Long acting HIV drugs to be developed
HIV drugs which only need to be taken once a month are to be developed at the University of Liverpool in a bid to overcome the problem of 'pill fatigue'.
Currently it is not uncommon for people to miss doses of the antiretroviral drugs that are used to treat HIV, due to the need for patients to take them daily for the rest of their lives – an issue known as pill fatigue.
To help address the problem, scientists based at the University of Liverpool and Johns Hopkins University, USA are developing injections that provide therapeutic exposure to the drugs for at least a month and may replace daily tablets in some patients.
The injections will contain nanoparticles of the drug – approximately a millionth of the size of a basketball. Nanomedicines are an emerging field in pharmaceuticals which are designed by scientists to have specific properties – this can involve making the medicines more targeted to areas within the body such as diseased cells, or enable the drug to remain in the body for a longer period of time.
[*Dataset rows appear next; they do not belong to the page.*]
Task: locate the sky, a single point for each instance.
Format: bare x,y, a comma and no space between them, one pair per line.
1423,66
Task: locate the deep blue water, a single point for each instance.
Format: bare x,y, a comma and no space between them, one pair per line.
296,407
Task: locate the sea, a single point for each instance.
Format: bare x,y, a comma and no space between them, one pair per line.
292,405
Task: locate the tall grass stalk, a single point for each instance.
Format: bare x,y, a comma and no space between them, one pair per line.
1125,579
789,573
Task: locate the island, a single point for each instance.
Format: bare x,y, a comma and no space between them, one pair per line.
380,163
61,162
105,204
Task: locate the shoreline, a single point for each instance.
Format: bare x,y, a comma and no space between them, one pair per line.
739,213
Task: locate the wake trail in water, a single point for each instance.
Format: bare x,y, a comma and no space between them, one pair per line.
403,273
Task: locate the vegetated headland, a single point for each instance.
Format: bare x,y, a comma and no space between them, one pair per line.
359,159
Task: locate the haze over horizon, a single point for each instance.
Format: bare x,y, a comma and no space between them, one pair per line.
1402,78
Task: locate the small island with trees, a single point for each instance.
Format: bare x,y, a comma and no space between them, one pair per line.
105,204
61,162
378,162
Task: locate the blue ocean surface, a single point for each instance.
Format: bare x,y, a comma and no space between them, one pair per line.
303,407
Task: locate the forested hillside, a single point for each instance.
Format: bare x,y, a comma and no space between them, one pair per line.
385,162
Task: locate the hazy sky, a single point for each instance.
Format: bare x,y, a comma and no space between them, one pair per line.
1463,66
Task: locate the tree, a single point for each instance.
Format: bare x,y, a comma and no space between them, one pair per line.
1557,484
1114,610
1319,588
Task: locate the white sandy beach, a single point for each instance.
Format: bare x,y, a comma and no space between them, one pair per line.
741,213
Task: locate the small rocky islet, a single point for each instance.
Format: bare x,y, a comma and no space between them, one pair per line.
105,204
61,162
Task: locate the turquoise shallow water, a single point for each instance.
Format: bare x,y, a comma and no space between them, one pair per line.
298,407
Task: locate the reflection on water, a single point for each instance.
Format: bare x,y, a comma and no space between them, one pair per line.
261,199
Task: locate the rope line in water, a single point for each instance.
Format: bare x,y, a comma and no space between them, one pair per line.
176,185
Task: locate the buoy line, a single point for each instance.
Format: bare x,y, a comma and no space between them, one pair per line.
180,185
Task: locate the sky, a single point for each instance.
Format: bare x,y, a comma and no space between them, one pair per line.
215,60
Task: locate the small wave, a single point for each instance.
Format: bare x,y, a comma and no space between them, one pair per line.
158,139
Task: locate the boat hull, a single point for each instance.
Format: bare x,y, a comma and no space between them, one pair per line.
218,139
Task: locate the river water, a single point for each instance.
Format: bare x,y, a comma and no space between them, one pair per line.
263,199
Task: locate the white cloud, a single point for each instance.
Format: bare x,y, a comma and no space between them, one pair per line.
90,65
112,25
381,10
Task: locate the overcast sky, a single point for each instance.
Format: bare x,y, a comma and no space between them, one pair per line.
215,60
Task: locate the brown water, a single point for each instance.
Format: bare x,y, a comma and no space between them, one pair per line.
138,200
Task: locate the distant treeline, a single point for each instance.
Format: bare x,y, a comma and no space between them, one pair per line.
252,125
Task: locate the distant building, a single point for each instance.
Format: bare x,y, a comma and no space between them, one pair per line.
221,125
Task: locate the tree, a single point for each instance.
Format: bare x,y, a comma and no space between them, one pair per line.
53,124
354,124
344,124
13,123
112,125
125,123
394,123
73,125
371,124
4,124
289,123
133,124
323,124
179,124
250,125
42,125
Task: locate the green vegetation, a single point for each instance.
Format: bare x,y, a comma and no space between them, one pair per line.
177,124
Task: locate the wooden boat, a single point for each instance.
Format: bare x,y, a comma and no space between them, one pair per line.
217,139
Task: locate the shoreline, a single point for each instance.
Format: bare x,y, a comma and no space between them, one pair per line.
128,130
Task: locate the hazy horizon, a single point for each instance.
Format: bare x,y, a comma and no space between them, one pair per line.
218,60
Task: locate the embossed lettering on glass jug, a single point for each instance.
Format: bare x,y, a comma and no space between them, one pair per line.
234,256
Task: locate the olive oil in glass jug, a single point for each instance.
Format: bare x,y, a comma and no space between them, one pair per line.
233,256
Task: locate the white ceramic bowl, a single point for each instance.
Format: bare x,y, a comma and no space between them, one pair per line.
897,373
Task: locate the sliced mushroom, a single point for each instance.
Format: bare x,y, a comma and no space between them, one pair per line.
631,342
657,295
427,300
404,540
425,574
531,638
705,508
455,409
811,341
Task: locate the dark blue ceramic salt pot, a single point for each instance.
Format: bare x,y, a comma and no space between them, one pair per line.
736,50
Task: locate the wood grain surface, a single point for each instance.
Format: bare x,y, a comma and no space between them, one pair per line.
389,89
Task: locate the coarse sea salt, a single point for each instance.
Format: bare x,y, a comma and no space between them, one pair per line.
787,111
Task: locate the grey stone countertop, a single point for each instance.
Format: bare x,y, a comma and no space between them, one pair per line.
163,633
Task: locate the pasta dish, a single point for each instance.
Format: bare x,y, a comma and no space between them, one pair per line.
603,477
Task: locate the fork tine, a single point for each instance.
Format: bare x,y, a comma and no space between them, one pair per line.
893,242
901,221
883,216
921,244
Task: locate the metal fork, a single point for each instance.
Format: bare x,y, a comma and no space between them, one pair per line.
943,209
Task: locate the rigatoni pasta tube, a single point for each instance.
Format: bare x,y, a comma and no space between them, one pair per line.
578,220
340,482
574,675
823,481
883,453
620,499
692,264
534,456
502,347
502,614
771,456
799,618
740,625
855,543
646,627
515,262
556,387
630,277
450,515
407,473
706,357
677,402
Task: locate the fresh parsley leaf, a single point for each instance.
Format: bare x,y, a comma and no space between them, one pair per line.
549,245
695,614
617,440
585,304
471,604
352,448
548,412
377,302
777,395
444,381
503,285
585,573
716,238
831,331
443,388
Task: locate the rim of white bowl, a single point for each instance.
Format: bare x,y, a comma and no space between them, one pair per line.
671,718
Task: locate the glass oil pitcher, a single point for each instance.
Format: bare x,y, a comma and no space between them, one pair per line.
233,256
A recent patient survey by one of the project collaborators from Johns Hopkins indicated that almost 85% of patients would probably or definitely try a once monthly nanoformulated antiretroviral drug.
Pharmacologist, Professor Andrew Owen is leading the study in Liverpool. He said: "The ability to administer drugs just once monthly is an extremely exciting prospect for HIV therapy.
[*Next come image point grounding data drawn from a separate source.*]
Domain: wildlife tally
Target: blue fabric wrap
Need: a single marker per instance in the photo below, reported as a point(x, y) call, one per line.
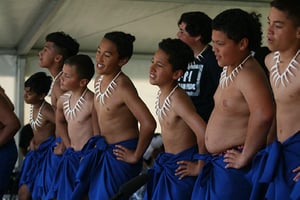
point(100, 174)
point(215, 182)
point(9, 156)
point(64, 180)
point(32, 166)
point(164, 184)
point(47, 169)
point(278, 164)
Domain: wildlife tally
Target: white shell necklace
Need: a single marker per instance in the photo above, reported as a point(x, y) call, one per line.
point(225, 80)
point(160, 112)
point(284, 78)
point(37, 122)
point(70, 113)
point(108, 91)
point(52, 84)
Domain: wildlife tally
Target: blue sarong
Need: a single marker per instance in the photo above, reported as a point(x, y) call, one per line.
point(164, 184)
point(8, 158)
point(215, 182)
point(100, 174)
point(64, 179)
point(281, 159)
point(32, 166)
point(47, 170)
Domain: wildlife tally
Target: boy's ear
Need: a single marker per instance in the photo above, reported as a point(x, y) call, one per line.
point(83, 82)
point(177, 74)
point(123, 61)
point(244, 43)
point(58, 58)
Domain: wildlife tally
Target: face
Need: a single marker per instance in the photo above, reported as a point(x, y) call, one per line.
point(184, 36)
point(47, 55)
point(69, 79)
point(31, 97)
point(225, 49)
point(160, 70)
point(281, 33)
point(107, 58)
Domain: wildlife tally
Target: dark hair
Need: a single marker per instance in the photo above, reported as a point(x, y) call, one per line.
point(197, 23)
point(39, 83)
point(180, 54)
point(84, 66)
point(238, 24)
point(291, 7)
point(123, 42)
point(67, 45)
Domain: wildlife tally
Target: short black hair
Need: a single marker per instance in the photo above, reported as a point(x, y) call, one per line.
point(39, 83)
point(291, 7)
point(180, 54)
point(67, 45)
point(197, 24)
point(123, 42)
point(83, 64)
point(238, 24)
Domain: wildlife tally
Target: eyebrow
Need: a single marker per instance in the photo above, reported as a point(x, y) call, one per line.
point(276, 21)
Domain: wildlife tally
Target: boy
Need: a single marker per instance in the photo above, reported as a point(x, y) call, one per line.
point(174, 173)
point(9, 126)
point(243, 112)
point(201, 79)
point(58, 47)
point(42, 122)
point(73, 121)
point(126, 125)
point(283, 34)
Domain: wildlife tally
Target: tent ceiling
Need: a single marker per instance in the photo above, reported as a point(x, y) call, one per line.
point(24, 24)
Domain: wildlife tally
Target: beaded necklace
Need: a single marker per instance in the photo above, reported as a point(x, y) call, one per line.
point(108, 91)
point(160, 112)
point(52, 84)
point(284, 78)
point(37, 122)
point(225, 80)
point(70, 113)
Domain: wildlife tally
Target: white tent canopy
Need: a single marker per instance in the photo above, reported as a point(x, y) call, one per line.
point(25, 23)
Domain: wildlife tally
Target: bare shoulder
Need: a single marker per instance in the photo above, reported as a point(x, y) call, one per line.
point(269, 60)
point(125, 84)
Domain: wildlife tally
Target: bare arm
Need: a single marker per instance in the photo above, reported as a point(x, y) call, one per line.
point(257, 94)
point(10, 123)
point(61, 123)
point(145, 119)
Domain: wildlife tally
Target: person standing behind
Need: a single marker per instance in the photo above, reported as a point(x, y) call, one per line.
point(201, 79)
point(174, 172)
point(243, 112)
point(58, 47)
point(42, 122)
point(125, 123)
point(73, 122)
point(9, 125)
point(283, 37)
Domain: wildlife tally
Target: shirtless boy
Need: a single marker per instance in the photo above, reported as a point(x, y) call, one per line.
point(243, 110)
point(58, 47)
point(174, 174)
point(73, 121)
point(283, 34)
point(42, 122)
point(125, 123)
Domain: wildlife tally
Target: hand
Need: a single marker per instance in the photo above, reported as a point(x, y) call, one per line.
point(59, 149)
point(235, 159)
point(124, 154)
point(188, 168)
point(297, 169)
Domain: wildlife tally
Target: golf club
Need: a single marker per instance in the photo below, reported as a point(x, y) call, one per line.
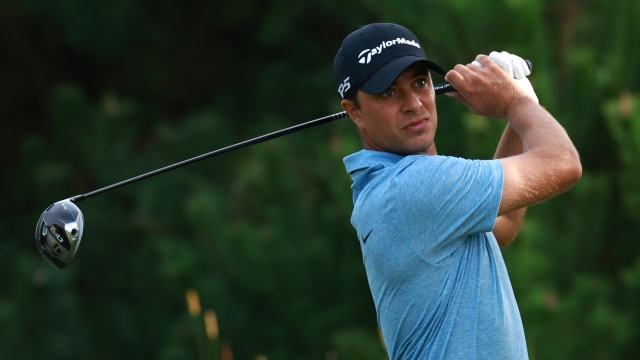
point(60, 227)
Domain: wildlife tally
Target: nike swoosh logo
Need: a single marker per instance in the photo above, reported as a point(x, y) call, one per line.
point(364, 239)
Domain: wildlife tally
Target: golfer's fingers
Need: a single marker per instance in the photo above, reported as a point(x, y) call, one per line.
point(520, 68)
point(484, 60)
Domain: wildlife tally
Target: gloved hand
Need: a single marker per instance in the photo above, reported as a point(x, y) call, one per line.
point(514, 66)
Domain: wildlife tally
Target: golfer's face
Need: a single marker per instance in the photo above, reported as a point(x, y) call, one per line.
point(403, 119)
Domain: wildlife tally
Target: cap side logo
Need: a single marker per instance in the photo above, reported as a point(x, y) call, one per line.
point(385, 44)
point(344, 87)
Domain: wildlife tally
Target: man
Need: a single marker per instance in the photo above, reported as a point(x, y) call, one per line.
point(430, 226)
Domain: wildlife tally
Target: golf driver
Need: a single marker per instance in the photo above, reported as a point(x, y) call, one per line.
point(60, 227)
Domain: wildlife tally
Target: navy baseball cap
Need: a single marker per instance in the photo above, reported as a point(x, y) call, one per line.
point(373, 57)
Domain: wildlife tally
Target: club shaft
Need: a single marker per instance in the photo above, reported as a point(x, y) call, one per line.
point(439, 89)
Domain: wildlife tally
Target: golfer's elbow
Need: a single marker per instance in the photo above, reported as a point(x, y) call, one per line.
point(571, 169)
point(506, 241)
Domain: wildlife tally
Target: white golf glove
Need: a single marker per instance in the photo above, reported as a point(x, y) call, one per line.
point(515, 66)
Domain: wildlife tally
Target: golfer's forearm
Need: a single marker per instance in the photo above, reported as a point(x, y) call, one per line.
point(509, 145)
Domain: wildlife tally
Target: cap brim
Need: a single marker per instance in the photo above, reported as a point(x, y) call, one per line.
point(382, 79)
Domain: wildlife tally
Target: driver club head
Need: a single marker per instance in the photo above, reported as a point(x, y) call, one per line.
point(59, 232)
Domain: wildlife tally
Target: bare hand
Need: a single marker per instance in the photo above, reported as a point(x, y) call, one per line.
point(487, 91)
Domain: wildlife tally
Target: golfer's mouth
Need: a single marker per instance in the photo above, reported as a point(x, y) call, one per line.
point(417, 125)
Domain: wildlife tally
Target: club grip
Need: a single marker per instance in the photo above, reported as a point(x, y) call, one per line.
point(446, 87)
"For orally delivered medicines, much of the drug is often not effectively absorbed into the body and we therefore hope to be able to lower the overall dose of drug required. As such, the strategy may also have benefits in resource-limited settings by reducing costs and supply chain issues."
Medicinal chemist, Dr Caren Freel Meyers is leading the study in Baltimore along with leading HIV clinician, Dr Charles Flexner. She said: "The multidisciplinary nature of the project will enable us to rapidly progress new medicines, capitalizing on the synergistic strengths of the teams at Johns Hopkins University and University of Liverpool."
Dr Charles Flexner, Professor of Medicine and Deputy Director of the Institute for Clinical and Translational Research at Johns Hopkins said: "The University of Liverpool is one of the world's premier institutions working in nanomedicine, and we are thrilled to be able to develop this collaboration between our two institutions."
The researchers will produce new versions of existing and commonly used drugs. The most promising candidates will move forward for trials and further testing. The research in Liverpool will utilise state-of-the-art nanoformulation technology developed and led by Professor Steve Rannard in the Department of Chemistry.
He commented: "We are finding increasingly new ways to apply technologies for drug nanoparticle production developed at Liverpool. The multi-disciplinary nature of our approach means that we are focussed on the formation and optimisation of candidates that have a large potential for clinical application leading to patient benefits. I am hugely pleased that we have the collaboration with the teams at Johns Hopkins as this will greatly enhance the potential for success."
Cutting-edge mathematical modelling techniques will also be employed, under the supervision of Dr Marco Siccardi in the Department of Molecular and Clinical Pharmacology, to simulate the distribution of the novel medicines within the human body.
It is also hoped that by studying the critical mechanisms for the 'slow release' in HIV therapy, possibilities for medicines in other infectious diseases can be opened up, in a similar way to those that have been successful in schizophrenia and contraception.
The University is already working on nanotechnology-enabled medicines for infection and cancer and the British Society of Nanomedicine was launched from Liverpool.
Professor Owen, from the University's Department of Molecular and Clinical Pharmacology added: "Missing doses can place a selective pressure in favour of development of resistance; any strategy that simplifies therapy can have a major impact on treatment outcome."